O calor que emanava das ruas arrefeceu, em certa medida, e
os movimentos sociais (sindicatos, partidos políticos de esquerda, associações
e organizações) que sempre estiveram nas ruas, voltam, aos poucos, a tomar o
protagonismo do processo. Porém, agora revigorados pela percepção de que suas
causas têm o respaldo da população. Suas bandeiras foram legitimadas pela
participação massiva nas manifestações em todo o Brasil. Não são, como cismavam
em difundir alguns setores da mídia tradicional, vozes isoladas representando a
si mesmas.
Falando em mídia tradicional, esta viu diluir o seu poder de
desarticulação dos movimentos. É fato que, até então, havia sempre um discurso
de redução de protestos a “manifestações que atrapalhavam o trânsito”. Pouco se
dava espaço à discussão das pautas de reivindicações dos movimentos.
Pressionada, porém, pela surpreendente adesão aos atos do último mês, esta
mesma mídia se viu obrigada a rever sua postura (se esta perdurará é uma incógnita). O exemplar mais icônico dessa
mudança, que não deixa de ser oportunista, está na fala do cronista Arnaldo
Jabour (o chato mor) que mudou de opinião sobre as manifestações como quem corria
do ladrão.
A mudança no tom da cobertura foi uma atitude que, para os mais críticos, demonstrou o desespero da velha mídia em perceber que sua influencia está se diluindo cada dia mais com o advento das mídias sociais. Por outro lado, ficou clara a tentativa dessa mesma mídia de tomar para si, direcionar e manipular as causas das manifestações. Há por trás dessa postura, o interesse em desmoralizar conquistas sociais importantes da democracia nos últimos anos com a ascensão de governos de esquerda (centro-esquerda?) no Brasil.
Aliás, foram as mídias sociais o principal veículo de
aglutinação - e difusão - das manifestações do “outono brasileiro”. É fato
também que, já há alguns anos as redes sociais vinham como que gestando o
pensamento mais crítico dos jovens que aderiram aos protestos. Muita informação
sobre os abusos do poder público e sobre a realidade social brasileira, que não
chegavam pelos meios tradicionais, nas redes sociais eram difundidas de forma
horizontal. Tanto é que nos últimos dois anos têm acontecido manifestações
espontâneas contra a corrupção, por exemplo.

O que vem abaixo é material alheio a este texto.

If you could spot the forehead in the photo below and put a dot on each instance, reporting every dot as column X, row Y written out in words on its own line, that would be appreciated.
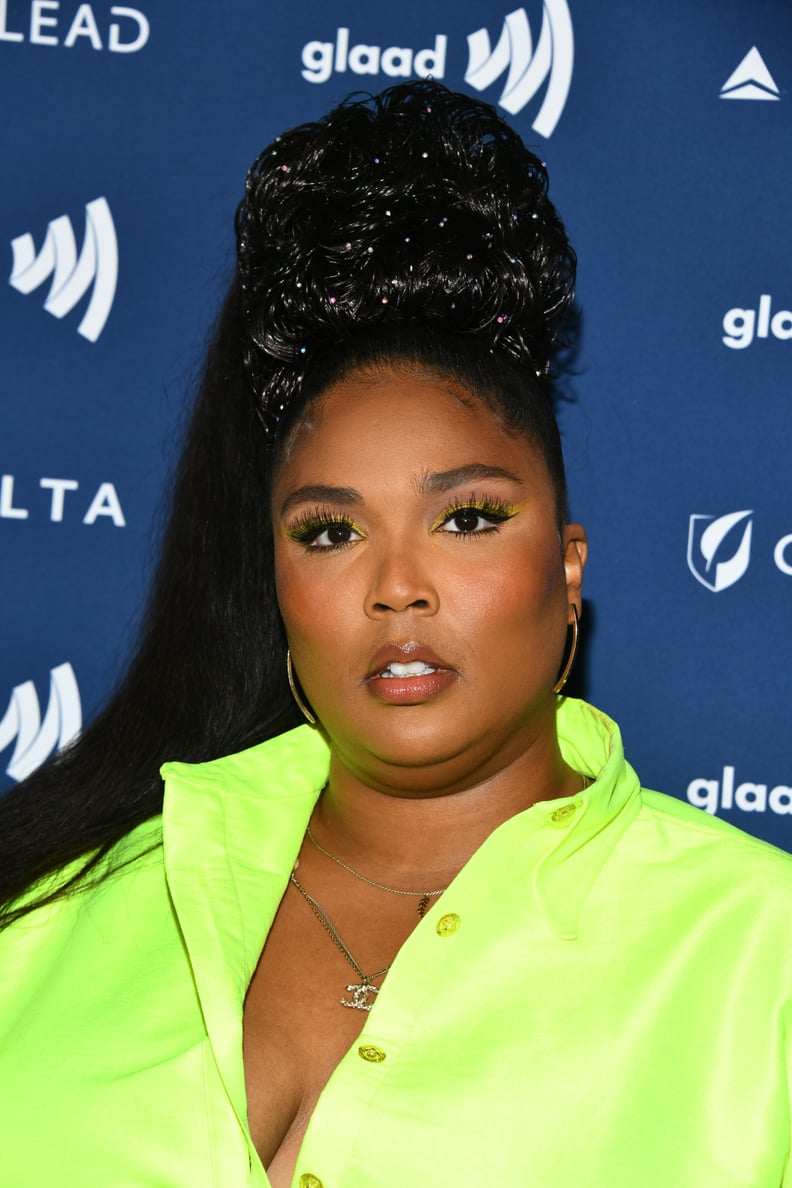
column 390, row 419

E é em relação aos jovens, a grande maioria deles pela
primeira vez nas ruas, que pode ter acontecido a mais importante das
transformações. Quem está nas redes sociais pôde perceber que, pela primeira
vez o assunto mais discutido não era o futebol, a música da moda, o vídeo com
mais visualizações. A política ficou no centro das conversas para pessoas que
nem se importavam com este assunto. De fato, muitos debatiam o tema de forma
superficial, mas o assunto estava ali, bem ou mal, sendo discutido. A semente
de um pensamento mais crítico em relação à realidade foi plantada. E a lição de
que reivindicar é forma legítima e eficaz de luta pelos direitos parece que foi
aprendida. O futebol continuará sendo pauta, a moda da vez também (porque não?),
mas a política está, finalmente e intensamente, em pauta para esta geração.

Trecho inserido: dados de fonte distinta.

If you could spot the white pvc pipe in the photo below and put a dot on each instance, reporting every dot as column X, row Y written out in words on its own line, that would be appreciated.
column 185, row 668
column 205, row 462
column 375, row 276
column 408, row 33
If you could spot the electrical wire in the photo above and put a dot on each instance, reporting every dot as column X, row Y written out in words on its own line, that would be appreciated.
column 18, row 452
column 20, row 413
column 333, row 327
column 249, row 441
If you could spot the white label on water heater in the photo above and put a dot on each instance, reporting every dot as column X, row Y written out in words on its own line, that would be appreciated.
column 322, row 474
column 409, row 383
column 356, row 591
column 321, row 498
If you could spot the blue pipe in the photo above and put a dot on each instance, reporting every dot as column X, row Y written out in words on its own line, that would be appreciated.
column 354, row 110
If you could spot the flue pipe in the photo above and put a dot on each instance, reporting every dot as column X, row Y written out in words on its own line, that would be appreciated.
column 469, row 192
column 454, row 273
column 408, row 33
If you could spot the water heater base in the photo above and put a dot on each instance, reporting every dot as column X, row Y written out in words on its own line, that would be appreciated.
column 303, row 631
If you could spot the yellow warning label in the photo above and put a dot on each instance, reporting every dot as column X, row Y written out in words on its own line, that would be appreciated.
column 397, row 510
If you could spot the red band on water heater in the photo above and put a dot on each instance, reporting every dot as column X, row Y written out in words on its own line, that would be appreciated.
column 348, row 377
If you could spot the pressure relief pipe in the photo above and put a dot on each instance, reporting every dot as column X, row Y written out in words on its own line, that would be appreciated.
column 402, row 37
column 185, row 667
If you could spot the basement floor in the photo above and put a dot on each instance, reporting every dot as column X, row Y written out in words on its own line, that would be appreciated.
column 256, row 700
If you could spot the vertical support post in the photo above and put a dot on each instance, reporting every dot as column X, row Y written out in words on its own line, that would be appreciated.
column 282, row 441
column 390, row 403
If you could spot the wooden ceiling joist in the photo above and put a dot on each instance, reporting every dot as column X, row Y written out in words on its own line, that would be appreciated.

Por sua vez, os movimentos sociais e partidos políticos de
esquerda se depararam com a realidade de que o pensamento de direita e até de
extrema direita também disputa as ruas (citação ao ótimo texto do Valter
Pomar). E foram, em parte, tomados de assalto pela rejeição de manifestantes em
diversas cidades, pelos gritos “sem partido” reverberados, pela tentativa de redirecionar o foco das manifestações para atos anti-governo. Há
sinais de que estes partidos de esquerda e movimentos sociais começam a rever
suas posturas.
Nas instâncias do poder (no caso, Governo e
Congresso/Senado), os protestos – que também eram por conta da insatisfação
generalizada e legítima com as posturas soberbas de parte considerável da classe
política – causaram uma inquietação positiva. De um lado, o Governo Federal viu
a oportunidade de pressionar pela aceleração de ações importantes nos âmbitos
político (a reforma política) e social (saúde e educação, principalmente). De
outro, o Parlamento acelerou a votação e aprovação de projetos que há anos
estavam emperrados, projetos estes com potencial para auxiliar nas mudanças
necessárias.
O calor das manifestações pode
e deve se tornar força para uma nova relação da sociedade com a política no seu
significado mais genuíno. Que assim seja.